Why this matters for SEO and AI search
- One engine is not the market. Bing powers Microsoft Copilot and a large share of ChatGPT's web citations; Brave runs its own independent index. Pages that rank there earn traffic and AI citations Google-only tracking never sees.
- A win on one engine is not a win everywhere. Because the top 10s barely overlap, you have to measure each engine separately to know your real visibility.
- The cheapest wins are off-Google. Bing and Brave have far less competition for the same commercial terms, and our data shows they reward different content — so a page that struggles on Google may already rank on Bing.

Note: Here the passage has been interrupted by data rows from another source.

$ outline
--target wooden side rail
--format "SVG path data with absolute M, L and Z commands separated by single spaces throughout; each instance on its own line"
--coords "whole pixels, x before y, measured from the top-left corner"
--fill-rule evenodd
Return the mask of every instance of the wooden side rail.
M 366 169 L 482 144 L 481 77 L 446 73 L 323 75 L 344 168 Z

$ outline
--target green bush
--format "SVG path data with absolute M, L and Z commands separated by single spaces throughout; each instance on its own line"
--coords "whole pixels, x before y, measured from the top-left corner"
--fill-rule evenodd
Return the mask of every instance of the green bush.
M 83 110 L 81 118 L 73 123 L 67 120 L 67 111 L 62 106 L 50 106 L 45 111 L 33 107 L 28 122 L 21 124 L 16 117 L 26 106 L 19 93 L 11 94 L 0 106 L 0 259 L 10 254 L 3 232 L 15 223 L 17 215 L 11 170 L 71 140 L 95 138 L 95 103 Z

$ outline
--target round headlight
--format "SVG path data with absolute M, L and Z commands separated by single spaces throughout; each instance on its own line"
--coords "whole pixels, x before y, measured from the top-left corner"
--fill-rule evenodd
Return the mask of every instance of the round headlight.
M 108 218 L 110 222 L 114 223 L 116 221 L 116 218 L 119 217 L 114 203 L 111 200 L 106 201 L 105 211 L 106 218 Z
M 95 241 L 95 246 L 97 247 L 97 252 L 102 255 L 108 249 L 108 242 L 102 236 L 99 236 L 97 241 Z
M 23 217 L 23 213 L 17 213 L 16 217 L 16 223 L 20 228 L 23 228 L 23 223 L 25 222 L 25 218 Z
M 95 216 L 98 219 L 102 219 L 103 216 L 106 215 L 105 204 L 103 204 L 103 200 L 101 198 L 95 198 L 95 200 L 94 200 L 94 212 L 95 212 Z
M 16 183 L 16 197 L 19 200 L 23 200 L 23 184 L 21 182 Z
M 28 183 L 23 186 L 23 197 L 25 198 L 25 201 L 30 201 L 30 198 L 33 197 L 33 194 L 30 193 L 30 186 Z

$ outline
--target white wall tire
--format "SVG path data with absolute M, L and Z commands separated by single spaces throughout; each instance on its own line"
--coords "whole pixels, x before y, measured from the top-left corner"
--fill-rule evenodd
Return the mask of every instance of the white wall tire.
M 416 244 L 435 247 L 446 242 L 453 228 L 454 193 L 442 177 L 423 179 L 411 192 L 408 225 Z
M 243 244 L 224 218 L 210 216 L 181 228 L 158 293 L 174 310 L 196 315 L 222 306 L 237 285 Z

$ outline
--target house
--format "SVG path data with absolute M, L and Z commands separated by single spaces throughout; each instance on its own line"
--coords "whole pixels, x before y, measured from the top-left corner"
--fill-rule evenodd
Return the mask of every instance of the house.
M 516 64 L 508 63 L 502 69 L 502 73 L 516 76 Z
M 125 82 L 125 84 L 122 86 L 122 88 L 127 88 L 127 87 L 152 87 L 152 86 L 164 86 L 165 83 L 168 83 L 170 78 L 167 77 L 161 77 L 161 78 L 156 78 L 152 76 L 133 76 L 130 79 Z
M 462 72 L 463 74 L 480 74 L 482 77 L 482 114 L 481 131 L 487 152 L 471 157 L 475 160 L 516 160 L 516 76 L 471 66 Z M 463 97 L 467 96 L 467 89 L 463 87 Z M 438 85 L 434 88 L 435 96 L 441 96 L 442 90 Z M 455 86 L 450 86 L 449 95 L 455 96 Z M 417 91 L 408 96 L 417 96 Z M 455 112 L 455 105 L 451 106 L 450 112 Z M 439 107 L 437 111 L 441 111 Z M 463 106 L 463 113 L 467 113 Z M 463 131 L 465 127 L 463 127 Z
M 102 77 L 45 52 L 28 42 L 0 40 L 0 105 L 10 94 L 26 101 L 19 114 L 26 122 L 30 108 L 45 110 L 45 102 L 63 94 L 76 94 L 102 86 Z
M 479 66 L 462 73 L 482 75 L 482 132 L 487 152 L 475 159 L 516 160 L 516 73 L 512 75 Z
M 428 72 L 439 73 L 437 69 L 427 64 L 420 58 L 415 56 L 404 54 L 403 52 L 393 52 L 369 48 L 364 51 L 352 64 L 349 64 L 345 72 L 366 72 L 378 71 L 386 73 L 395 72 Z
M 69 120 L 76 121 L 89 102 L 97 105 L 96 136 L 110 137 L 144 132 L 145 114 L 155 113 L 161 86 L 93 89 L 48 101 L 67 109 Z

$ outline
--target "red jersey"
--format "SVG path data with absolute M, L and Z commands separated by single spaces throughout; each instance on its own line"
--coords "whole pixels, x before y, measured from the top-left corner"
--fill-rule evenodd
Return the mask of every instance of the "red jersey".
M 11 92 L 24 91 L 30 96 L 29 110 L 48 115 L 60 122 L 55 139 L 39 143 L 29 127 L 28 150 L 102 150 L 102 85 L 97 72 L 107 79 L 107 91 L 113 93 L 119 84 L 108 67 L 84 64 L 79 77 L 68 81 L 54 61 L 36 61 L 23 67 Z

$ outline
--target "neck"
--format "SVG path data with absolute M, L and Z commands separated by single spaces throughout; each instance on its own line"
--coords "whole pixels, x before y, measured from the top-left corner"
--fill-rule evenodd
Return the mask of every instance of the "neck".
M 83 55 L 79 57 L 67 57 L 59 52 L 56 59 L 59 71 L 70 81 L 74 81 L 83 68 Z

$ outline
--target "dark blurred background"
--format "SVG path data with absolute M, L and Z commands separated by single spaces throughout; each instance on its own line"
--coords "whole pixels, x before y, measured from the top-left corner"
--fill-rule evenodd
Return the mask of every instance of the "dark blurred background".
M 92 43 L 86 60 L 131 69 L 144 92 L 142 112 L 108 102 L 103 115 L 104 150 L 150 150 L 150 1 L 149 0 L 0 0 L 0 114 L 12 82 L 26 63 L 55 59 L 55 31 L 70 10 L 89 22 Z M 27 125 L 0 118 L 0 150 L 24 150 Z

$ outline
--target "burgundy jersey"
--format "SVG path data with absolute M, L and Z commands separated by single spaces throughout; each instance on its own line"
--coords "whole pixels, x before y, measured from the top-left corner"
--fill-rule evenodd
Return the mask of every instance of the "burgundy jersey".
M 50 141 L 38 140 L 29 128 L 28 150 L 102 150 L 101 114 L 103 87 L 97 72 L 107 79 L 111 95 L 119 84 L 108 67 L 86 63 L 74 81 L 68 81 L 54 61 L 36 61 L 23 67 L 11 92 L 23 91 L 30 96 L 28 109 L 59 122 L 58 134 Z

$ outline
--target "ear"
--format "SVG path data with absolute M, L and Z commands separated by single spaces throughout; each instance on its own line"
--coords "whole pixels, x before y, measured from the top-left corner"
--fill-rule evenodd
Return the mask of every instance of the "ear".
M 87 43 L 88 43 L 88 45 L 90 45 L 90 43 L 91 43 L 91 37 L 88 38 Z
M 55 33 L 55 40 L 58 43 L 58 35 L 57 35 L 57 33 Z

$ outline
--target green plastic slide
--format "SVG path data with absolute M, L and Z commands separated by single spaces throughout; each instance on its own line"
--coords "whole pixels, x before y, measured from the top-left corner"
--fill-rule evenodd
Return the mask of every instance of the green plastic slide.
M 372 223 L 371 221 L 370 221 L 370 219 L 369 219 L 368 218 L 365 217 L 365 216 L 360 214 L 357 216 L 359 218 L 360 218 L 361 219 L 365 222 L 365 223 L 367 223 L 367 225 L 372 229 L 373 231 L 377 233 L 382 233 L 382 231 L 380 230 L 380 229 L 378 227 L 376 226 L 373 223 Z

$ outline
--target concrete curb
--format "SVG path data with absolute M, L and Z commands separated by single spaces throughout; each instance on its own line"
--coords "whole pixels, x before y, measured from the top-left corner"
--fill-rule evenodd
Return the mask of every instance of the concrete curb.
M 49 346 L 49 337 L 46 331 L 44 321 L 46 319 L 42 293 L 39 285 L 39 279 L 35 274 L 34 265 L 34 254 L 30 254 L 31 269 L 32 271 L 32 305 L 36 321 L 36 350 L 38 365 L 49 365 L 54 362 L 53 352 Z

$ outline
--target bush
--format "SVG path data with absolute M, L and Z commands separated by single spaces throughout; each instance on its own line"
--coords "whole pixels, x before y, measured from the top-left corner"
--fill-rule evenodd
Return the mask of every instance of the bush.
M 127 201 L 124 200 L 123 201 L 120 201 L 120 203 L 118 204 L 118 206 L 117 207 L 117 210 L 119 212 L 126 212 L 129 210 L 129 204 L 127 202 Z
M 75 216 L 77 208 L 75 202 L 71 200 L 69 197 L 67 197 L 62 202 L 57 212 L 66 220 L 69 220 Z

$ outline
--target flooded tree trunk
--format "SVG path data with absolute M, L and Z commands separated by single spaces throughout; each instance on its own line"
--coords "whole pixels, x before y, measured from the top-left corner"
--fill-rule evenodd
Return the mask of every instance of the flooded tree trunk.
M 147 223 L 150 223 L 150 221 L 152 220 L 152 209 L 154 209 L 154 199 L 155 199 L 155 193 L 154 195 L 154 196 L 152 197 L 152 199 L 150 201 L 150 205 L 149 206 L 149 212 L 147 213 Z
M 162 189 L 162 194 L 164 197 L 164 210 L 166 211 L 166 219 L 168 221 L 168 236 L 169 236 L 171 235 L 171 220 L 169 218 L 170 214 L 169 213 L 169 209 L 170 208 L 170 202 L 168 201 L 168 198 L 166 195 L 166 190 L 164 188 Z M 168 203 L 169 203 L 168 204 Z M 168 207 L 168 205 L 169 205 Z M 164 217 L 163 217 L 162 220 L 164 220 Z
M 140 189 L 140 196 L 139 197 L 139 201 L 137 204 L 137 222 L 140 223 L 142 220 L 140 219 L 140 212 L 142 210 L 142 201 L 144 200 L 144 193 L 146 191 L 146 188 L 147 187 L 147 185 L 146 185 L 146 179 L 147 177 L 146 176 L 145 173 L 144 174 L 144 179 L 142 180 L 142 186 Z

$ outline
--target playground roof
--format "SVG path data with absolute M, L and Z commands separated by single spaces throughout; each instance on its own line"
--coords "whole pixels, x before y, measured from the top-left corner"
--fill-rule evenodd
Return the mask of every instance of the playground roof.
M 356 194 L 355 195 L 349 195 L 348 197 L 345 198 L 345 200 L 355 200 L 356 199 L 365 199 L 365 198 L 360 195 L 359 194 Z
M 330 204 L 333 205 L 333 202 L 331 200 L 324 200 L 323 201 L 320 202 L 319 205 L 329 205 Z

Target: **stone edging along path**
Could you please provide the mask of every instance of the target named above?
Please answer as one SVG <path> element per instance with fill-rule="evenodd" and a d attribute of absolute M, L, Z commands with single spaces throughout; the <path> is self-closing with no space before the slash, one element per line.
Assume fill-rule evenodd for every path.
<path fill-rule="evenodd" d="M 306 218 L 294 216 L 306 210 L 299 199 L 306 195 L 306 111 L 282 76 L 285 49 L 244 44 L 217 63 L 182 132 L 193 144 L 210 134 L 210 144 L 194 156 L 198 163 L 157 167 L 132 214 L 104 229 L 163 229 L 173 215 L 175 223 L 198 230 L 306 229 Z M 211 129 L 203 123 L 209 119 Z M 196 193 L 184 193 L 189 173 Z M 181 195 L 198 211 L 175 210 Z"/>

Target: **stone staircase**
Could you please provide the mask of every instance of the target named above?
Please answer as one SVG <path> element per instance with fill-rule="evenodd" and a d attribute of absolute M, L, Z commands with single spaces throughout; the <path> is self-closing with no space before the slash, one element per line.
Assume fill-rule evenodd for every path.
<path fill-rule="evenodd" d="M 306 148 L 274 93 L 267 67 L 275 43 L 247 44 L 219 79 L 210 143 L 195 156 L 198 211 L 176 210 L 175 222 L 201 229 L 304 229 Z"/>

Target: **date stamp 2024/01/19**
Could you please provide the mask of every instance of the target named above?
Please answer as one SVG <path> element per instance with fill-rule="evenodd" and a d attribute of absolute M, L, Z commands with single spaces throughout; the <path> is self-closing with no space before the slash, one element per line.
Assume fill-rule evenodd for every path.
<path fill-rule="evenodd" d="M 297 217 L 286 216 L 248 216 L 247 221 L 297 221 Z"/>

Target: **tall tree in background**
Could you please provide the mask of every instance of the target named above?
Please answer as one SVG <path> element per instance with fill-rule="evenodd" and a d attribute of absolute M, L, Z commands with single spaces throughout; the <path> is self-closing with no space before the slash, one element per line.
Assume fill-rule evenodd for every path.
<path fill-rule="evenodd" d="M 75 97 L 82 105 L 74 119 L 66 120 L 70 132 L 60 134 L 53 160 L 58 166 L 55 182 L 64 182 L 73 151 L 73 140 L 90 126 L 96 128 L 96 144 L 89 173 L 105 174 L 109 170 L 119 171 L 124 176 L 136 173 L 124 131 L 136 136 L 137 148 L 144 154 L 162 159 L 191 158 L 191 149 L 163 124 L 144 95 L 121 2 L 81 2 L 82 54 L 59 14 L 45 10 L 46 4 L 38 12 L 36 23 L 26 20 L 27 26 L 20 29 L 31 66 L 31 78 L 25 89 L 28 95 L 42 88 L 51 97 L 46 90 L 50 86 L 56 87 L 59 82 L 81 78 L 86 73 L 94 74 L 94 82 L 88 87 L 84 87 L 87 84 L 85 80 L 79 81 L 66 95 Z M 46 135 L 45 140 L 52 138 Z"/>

The practical takeaway: track keywords on Google, Bing, and Brave, on a schedule, and watch the deltas. That is exactly what a SERP tracker / rank checker API is for.
Try it yourself
- Check any keyword across engines right now with the free SERP checker — enter your domain and see where you rank on each.
- Build ongoing, multi-engine rank tracking with the SERP monitoring API on Google, Bing, and Brave — normalized JSON, one API key.
Methodology
We searched 15 popular commercial and informational queries — best running shoes, crm software, project management software, best vpn, electric cars, web hosting, standing desk, best credit cards, password manager, email marketing software, noise cancelling headphones, accounting software, best laptops, web scraping api, ai writing tools — on 2026-06-10, US region / English, and recorded the top 10 organic result domains per engine via Crawlora's Google, Bing, and Brave search endpoints. Domains were reduced to their registrable form (so www.reddit.com and old.reddit.com both count as reddit.com). Bing returned for all 15 searches and Brave for 14; Google's browser-rendered results returned within our timeout for 7 of 15 — its SERP is by far the slowest and hardest to fetch, which is its own argument for a managed API. Cross-engine and #1 statistics are computed only over the searches where the relevant engines both answered (Google pairs n=7; Bing∩Brave n=14). It is a snapshot, not a longitudinal study — search results shift constantly, which is the whole reason to monitor them.
Frequently asked questions
Do Google, Bing, and Brave return the same search results?
No. In our 15-search test, the engines agreed on the #1 result only 29% of the time, and Google and Bing shared just 3 of the top 10 on average. No pair of engines shared even half their top 10 results.
Why does Bing show different results than Google?
The engines weight sources differently. In our data Bing leaned on traditional publishers (Forbes appeared in 9 of 15 top-10s, PCMag in 8), while Google surfaced its own properties and community sites — Reddit and YouTube each appeared in 57% of Google SERPs and Wikipedia in 43%, versus 0% for all three on Bing.
Should I track rankings on more than one search engine?
Yes. Because the top 10 results barely overlap between engines, a single Google rank check misses where you stand on Bing (which feeds Microsoft Copilot and many ChatGPT citations) and Brave. Multi-engine SERP monitoring is the only way to see your real visibility.